Inmanencia, Trascendencia

La actual crisis europea aparenta a veces ser producto de un pragmatismo político de cortas miras, pero tal vez oculte el poder que ejerce la idea de Europa, o la burocracia transformada en un fin.
En Le Monde, Gérard Filoche y Jean-Jacques Chavigné, autores de “Dette indigne”, sostienen que los planes de rescate a los bancos, así como la pretensión de tranquilizar a los mercados, son insostenibles. El Fondo de Garantía Europeo cubre sólo 25% de las acreencias, las medidas de austeridad precipitan a los países en la recesión, y los problemas sociales y políticos son insuperables. En lugar de eso, hay que buscar más democracia. Decretar una moratoria a la deuda pública, auditarla públicamente, y pagar sólo la deuda legítima, luego de referéndum. Europa debe ser realmente federal (con presupuesto federal) y democrática.  
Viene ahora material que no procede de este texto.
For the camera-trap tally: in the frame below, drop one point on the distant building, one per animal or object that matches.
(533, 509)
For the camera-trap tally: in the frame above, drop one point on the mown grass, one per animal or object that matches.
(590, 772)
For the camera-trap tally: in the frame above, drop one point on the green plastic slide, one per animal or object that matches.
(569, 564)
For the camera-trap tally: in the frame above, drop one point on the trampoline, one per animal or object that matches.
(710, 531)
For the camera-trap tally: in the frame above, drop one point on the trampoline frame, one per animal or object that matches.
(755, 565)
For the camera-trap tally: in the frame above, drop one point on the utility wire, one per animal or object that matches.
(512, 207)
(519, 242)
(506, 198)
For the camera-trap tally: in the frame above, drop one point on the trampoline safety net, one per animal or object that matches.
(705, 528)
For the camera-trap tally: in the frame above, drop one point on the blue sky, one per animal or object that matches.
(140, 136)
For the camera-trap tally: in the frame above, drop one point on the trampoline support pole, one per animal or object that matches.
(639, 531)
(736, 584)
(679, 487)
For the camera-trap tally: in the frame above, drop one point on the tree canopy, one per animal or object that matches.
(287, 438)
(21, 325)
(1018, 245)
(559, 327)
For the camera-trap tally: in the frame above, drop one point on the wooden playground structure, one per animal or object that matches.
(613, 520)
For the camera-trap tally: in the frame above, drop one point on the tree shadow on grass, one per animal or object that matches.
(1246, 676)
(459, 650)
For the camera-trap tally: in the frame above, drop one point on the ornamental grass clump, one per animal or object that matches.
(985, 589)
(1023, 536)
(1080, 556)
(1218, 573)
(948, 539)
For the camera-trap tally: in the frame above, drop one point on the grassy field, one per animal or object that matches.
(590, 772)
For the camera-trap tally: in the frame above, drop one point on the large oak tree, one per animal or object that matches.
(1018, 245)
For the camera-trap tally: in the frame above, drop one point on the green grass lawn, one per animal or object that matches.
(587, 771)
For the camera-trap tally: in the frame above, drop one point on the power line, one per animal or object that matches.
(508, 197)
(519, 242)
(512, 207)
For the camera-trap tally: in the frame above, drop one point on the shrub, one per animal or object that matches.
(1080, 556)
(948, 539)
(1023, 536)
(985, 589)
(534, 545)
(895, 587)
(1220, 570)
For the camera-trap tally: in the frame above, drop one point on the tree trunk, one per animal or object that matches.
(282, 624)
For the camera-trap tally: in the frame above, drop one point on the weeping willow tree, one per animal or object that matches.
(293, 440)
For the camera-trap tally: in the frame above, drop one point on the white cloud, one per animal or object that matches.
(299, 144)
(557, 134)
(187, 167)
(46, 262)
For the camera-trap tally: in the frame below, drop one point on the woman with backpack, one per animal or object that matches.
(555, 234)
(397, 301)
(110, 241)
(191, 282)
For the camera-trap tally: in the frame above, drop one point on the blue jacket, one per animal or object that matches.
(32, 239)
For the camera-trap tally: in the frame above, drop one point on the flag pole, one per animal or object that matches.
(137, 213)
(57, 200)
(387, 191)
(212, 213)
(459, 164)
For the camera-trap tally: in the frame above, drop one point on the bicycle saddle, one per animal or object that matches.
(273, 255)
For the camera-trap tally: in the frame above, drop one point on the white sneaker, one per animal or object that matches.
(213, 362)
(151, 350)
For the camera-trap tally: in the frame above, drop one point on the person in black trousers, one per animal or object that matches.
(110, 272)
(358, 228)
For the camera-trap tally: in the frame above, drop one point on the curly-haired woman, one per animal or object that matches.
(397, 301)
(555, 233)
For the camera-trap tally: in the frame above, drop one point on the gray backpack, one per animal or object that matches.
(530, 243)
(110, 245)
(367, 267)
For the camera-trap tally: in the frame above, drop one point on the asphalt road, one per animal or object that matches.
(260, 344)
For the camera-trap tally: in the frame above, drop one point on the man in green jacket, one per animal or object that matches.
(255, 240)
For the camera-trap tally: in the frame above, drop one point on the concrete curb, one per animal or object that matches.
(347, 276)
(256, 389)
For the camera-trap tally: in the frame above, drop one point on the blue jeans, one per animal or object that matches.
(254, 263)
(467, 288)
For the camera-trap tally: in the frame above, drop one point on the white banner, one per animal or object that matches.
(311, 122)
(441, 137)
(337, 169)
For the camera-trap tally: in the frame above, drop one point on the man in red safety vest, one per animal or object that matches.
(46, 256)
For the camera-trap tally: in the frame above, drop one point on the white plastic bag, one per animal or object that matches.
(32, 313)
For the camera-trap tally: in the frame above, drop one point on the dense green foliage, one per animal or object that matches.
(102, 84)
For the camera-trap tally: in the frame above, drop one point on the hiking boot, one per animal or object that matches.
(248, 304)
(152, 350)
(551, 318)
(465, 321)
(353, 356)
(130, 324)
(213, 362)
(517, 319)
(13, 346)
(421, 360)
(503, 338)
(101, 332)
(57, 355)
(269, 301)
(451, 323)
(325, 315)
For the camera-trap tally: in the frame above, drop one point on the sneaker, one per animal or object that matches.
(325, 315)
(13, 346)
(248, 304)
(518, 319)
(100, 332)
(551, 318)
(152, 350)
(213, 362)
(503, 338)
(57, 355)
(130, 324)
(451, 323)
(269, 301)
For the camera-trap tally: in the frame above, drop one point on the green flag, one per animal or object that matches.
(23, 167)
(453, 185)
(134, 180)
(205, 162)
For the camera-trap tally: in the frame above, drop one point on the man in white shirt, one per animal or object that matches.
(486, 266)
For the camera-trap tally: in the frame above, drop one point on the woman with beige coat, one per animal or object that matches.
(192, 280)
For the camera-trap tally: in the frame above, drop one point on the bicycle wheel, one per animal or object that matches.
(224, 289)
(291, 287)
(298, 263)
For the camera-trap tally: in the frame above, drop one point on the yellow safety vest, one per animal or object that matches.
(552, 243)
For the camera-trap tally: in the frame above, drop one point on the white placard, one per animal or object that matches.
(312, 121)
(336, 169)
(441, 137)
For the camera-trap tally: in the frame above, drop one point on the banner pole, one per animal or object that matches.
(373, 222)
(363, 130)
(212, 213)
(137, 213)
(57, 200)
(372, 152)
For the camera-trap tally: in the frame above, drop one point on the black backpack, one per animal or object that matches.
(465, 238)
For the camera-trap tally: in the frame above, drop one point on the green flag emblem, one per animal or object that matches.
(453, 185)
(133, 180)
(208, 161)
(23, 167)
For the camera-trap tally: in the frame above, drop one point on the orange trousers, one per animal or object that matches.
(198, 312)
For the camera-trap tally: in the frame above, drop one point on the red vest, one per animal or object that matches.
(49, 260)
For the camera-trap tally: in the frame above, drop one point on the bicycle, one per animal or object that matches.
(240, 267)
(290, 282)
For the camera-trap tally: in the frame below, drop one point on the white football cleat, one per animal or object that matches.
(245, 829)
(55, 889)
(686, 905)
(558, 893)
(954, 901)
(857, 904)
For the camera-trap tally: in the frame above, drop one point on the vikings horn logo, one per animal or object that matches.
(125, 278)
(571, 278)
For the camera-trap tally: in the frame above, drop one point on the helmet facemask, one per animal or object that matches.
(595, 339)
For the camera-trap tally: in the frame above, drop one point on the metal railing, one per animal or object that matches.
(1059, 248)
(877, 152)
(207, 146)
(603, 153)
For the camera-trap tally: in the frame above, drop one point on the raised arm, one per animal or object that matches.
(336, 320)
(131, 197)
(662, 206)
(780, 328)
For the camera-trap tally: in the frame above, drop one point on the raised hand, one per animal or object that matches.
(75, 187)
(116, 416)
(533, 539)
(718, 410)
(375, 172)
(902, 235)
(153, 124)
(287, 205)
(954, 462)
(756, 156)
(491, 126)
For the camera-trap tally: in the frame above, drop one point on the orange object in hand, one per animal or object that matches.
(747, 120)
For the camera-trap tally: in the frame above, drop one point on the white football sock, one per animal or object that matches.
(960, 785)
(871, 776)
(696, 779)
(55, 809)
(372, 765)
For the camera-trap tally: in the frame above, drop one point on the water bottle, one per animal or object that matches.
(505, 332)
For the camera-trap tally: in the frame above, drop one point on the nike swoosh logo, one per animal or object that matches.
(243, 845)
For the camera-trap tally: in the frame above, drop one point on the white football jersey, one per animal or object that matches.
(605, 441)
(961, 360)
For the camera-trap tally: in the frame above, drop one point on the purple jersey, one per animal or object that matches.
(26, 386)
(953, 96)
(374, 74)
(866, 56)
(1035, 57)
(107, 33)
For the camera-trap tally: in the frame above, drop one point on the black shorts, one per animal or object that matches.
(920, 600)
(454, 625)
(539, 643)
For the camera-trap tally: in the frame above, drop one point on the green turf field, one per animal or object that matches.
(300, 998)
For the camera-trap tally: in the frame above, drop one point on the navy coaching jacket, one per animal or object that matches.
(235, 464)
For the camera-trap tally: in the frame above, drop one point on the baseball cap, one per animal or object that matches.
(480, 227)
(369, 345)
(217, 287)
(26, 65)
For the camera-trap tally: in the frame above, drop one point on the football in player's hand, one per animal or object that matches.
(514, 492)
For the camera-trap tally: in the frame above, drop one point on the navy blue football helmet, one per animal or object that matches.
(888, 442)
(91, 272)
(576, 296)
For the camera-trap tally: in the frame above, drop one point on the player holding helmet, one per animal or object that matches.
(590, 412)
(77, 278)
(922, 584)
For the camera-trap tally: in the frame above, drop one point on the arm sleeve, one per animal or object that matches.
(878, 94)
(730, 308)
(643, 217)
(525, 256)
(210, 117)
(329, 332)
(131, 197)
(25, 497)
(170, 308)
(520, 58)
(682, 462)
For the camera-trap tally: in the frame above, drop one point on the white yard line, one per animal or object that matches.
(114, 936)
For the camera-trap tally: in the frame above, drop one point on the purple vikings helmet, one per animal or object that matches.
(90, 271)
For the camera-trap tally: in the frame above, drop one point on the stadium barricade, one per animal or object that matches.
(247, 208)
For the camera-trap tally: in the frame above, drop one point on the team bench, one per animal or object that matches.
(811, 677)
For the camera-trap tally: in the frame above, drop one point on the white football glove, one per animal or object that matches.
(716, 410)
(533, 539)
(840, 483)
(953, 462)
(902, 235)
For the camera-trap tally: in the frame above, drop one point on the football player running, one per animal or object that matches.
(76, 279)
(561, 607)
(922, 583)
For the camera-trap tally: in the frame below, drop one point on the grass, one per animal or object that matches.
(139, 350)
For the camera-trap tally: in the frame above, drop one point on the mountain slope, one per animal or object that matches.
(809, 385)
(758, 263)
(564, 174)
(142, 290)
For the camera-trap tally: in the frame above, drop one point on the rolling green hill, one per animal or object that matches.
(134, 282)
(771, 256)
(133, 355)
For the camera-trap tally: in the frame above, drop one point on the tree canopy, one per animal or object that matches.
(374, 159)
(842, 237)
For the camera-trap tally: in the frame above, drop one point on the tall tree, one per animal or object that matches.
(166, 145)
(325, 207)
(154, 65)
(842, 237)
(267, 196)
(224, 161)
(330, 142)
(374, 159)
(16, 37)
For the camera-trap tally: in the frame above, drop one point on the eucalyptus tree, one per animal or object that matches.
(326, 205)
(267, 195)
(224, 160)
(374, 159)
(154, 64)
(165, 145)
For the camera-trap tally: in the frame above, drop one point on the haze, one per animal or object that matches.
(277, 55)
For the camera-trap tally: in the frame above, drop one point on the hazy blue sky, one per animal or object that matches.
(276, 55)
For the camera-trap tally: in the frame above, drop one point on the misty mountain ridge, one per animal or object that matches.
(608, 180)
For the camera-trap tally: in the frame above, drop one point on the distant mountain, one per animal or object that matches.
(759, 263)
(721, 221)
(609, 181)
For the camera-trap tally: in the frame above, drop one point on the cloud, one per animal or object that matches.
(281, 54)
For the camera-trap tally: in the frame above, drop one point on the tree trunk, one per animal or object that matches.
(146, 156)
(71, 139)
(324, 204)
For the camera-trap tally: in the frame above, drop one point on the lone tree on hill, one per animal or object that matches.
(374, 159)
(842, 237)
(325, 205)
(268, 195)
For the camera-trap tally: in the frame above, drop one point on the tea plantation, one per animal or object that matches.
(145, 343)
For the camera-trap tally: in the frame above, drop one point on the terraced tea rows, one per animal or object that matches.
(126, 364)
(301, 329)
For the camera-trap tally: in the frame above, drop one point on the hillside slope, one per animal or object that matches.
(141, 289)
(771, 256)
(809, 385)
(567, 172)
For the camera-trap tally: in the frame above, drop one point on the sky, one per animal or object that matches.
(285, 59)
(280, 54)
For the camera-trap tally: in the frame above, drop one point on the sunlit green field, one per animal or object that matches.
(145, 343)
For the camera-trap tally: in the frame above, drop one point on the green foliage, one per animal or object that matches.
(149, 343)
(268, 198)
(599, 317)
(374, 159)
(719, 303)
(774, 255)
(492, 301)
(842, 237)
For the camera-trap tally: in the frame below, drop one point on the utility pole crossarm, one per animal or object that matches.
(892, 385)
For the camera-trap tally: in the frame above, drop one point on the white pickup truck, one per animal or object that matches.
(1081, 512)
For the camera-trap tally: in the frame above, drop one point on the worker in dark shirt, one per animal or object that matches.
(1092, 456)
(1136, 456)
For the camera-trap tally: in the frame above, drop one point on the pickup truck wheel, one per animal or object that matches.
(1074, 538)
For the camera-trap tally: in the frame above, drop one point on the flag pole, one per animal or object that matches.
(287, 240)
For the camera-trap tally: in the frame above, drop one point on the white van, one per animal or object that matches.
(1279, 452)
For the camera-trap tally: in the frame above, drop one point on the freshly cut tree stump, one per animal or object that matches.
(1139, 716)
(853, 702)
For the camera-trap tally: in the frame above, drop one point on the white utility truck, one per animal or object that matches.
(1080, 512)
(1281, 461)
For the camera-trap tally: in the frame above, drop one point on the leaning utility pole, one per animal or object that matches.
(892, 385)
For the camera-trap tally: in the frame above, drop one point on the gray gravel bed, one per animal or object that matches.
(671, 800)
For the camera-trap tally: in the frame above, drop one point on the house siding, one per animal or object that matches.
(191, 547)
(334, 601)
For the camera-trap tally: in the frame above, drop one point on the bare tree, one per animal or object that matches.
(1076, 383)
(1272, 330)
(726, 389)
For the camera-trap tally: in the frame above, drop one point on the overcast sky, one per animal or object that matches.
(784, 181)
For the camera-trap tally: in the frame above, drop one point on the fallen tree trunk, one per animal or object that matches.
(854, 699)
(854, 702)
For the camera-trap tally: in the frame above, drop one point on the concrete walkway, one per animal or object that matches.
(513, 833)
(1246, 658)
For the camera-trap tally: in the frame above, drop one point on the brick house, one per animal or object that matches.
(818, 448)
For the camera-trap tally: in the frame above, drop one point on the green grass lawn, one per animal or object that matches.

Paralelo a la cumbre del G20 en Cannes se realiza el encuentro Business 20 con los empresarios de los mismos países. David Cufré, de Página 12, nos cuenta como le fue a los argentinos: como en un túnel del tiempo, sólo que ahora de espectadores. Habría un clima de horror entre los demás, que estarían dando por descontado el default griego y temiendo el italiano. Los empresarios franceses y alemanes habrían exigido una declaración para levantar el plebiscito griego. Los argentinos, sin entender mayor cosa, como en una casa de locos.

En el blog Nemasco de Rue89, Nicolas Mathieu analiza el film “Des hommes et des dieux”, que trata del sacrificio de siete monjes franceses en Thibirine, Argelia, asesinados durante la guerra civil en 1996 al negarse a abandonar el monasterio. Plantea al cristianismo como una forma de nihilismo, según Nietzche, la contradicción entre el mundo ideal y el mundo real, con sólo dos opciones: suprimir lo que veneramos, o suprimir lo que somos. Los monjes, que han decidido quedarse, luchan entre estos dos polos. La trascendencia contra la inmanencia; el pragmatismo contra el idealismo. El desenlace es trágico.
En cuanto a esta contradicción, el post sobre E.O. Wilson, biólogo evolucionista, y el post sobre Peter Stein y su lectura de la tragedia griega, determinada por la de Nietzche.       

jueves, 13 de octubre de 2011

Modo manual

Chile se encuentra en un punto de giro. La protesta de los estudiantes excede ahora el ámbito de la educación y exige un cambio de sistema. En efecto, parecería que el modelo productivo y social ha llegado a su final y requiere reinventarse. Sin embargo, a duras penas se encuentra una reflexión de cierto nivel en los medios chilenos. Hubo que echar mano a un artículo de Fernando Atria en The Clinic de agosto para entender un poco lo que sucede.

En The European, Carlota Pérez explica por qué la actual burbuja de las redes sociales no es una burbuja sino parte del despliegue de un nuevo paradigma tecno-económico.

Lionel Stoléru llama en Le Monde a un proteccionismo inteligente. Haciendo una analogía con accidentes de aviación, sostiene que hay que dejar el piloto automático del libre mercado y tomar las riendas del modo manual. Pero no ve que suceda.